Forza Italia Todi esprime pieno sostegno all’Amministrazione comunale, al Sindaco Antonino Ruggiano e all’Assessore Elena Baglioni, che in un contesto regionale segnato da incertezze e scelte contraddittorie continuano a garantire risultati concreti, misurabili e a tutela dei cittadini.

I dati aggiornati a novembre 2025 parlano chiaro: raccolta differenziata al 76,76% di media annuale, uno dei risultati più alti in Umbria e a livello nazionale. Un traguardo che nasce dall’impegno straordinario dei cittadini di Todi, dal lavoro efficiente di Gesenu e da una guida amministrativa seria e coerente, capace di trasformare il senso civico in benefici ambientali ed economici.

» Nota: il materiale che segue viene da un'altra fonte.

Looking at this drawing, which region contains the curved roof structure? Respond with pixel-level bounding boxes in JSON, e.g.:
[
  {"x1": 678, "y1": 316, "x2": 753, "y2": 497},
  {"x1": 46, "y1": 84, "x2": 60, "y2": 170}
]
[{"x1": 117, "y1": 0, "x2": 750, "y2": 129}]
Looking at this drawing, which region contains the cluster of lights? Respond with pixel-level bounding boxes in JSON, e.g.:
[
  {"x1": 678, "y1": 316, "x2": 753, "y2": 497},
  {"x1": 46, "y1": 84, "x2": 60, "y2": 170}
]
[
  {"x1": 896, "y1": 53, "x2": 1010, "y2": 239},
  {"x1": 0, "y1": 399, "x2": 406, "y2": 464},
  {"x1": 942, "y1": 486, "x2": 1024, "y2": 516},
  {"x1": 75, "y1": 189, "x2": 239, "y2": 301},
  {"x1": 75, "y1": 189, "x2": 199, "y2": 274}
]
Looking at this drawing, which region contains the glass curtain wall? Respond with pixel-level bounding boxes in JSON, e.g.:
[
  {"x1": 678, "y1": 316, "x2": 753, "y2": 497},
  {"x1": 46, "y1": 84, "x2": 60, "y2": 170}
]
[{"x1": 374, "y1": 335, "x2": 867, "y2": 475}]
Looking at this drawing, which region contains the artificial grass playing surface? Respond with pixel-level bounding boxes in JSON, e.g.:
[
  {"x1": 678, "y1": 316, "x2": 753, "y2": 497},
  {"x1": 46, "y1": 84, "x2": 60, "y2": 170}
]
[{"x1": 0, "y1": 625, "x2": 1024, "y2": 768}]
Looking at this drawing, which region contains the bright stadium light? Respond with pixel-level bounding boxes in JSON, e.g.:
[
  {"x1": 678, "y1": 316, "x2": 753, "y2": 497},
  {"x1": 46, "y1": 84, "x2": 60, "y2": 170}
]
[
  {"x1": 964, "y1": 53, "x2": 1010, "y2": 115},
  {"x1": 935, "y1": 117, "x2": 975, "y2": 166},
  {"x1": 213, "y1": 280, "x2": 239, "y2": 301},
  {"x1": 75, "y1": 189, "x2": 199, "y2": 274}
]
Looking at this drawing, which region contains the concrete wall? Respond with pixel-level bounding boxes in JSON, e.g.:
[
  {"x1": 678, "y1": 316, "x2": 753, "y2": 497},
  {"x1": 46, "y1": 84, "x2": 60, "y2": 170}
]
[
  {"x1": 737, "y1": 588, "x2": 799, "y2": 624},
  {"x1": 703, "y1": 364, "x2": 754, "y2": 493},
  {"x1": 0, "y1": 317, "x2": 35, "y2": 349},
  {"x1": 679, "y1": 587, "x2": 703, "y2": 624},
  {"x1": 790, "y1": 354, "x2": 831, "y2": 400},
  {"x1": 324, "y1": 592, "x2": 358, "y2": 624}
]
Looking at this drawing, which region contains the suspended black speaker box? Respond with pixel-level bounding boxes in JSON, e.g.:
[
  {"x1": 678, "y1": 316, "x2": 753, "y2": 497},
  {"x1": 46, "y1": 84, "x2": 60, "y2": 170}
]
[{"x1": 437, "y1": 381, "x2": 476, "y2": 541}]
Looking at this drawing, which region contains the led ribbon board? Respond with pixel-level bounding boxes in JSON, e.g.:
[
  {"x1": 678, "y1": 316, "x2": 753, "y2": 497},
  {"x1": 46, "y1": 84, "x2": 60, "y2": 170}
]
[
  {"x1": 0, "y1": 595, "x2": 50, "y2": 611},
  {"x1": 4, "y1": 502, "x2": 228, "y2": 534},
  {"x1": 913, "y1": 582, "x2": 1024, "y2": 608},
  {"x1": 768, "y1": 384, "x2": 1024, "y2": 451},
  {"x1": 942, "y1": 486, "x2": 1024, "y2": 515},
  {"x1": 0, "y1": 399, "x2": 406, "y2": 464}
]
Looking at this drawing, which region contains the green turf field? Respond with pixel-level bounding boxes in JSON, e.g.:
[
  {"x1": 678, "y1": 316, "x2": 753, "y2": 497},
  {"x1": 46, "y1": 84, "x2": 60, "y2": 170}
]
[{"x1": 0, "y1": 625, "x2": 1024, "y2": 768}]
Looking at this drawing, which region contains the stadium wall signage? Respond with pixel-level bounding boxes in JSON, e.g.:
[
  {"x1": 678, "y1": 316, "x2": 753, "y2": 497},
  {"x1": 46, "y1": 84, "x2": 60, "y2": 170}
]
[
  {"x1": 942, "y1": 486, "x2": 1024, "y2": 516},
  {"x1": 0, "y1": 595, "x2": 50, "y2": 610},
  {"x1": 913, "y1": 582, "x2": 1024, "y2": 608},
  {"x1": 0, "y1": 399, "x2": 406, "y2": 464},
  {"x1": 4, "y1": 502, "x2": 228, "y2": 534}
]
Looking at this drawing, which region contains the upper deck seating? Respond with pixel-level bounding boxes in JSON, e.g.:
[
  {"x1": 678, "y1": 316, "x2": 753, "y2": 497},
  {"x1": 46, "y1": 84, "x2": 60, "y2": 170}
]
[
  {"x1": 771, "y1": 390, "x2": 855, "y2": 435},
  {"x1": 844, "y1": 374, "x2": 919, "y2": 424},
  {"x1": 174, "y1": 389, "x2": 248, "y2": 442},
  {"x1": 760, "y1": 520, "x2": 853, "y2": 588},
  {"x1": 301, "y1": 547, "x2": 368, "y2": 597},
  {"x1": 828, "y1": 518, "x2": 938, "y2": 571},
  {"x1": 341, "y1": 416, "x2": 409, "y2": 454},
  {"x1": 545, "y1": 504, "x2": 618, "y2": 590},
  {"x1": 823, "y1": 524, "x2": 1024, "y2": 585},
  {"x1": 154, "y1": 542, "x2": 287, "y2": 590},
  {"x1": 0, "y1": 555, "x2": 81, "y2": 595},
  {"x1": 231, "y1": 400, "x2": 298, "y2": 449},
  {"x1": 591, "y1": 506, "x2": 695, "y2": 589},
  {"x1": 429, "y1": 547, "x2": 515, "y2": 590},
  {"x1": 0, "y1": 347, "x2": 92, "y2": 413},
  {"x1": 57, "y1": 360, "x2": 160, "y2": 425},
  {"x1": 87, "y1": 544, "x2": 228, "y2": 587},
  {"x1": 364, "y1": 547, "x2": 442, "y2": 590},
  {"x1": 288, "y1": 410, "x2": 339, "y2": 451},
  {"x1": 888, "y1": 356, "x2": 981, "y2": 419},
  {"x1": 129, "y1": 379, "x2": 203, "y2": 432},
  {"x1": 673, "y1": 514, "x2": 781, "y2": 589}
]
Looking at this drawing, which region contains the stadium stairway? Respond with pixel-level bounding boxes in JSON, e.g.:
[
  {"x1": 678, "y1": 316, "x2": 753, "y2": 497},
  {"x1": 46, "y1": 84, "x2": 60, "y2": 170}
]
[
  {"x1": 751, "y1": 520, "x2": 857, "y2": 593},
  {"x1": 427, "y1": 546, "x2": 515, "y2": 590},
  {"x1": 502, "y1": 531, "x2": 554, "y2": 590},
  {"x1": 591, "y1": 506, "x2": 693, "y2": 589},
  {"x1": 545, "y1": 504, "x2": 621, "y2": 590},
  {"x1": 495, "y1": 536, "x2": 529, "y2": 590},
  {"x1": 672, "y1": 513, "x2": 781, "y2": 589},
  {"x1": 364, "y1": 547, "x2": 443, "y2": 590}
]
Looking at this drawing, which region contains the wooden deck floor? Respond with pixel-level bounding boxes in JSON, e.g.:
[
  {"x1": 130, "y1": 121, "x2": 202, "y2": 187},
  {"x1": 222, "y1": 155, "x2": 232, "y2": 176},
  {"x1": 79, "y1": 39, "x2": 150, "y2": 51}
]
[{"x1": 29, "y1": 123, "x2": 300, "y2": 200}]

A fronte di questi numeri, Todi riesce a mantenere la TARI tra le più basse della regione e del Paese, offrendo un concreto sollievo a famiglie e imprese, in un momento storico segnato da rincari generalizzati.

«Mentre a livello nazionale molte amministrazioni sono costrette ad aumentare la tassa sui rifiuti con incrementi tra il 6% e il 12% – afferma il segretario di Forza Italia Todi Renzo Boschi – il Comune di Todi ha dimostrato responsabilità e capacità di governo, approvando un Piano Economico Finanziario che prevede un aumento contenuto del solo 2%, limitato alla copertura dell’inflazione.

Una scelta di buon senso, che tutela i cittadini e dimostra come si possa amministrare bene anche in un quadro complesso». Un quadro che, va detto con chiarezza, è reso sempre più fragile dalle gravi responsabilità della Regione Umbria, che si appresta ad affrontare un 2026 carico di incognite su uno dei dossier più delicati: quello del ciclo dei rifiuti.

Le stesse incertezze sono state messe nero su bianco dal Documento Unico di Programmazione di AURI, approvato dal consiglio direttivo composto da sindaci di ogni schieramento politico. Un documento che certifica lo stallo regionale su tutti i nodi strategici: chiusura del ciclo, impiantistica, gare, ambiti territoriali e futuro delle discariche.

Emblematico è il dietrofront sul termovalorizzatore, inserito nel Piano rifiuti nel 2023 dalla giunta Tesei e poi accantonato dalla nuova amministrazione regionale guidata da Stefania Proietti, senza una reale alternativa pronta.

Ancora più preoccupante è il tema delle discariche, con capacità residue in costante diminuzione e una distribuzione fortemente squilibrata tra i diversi impianti. Anche su questo fronte, AURI è costretta a richiamare la Regione alle proprie responsabilità, chiedendo direttive chiare sulla gestione delle volumetrie residue, mentre il tempo stringe.

In questo scenario di confusione e mancanza di visione regionale, l’esperienza di Todi dimostra che una buona amministrazione locale può e deve rappresentare un argine all’incertezza, puntando su efficienza, responsabilità e rispetto dei cittadini.

Forza Italia Todi continuerà a sostenere con forza un’Amministrazione che ha fatto della buona gestione dei rifiuti, della sostenibilità ambientale e della tutela delle famiglie un punto qualificante della propria azione, chiedendo al contempo alla Regione Umbria di assumersi finalmente le proprie responsabilità e di uscire dall’immobilismo che rischia di avere conseguenze pesanti per tutto il territorio.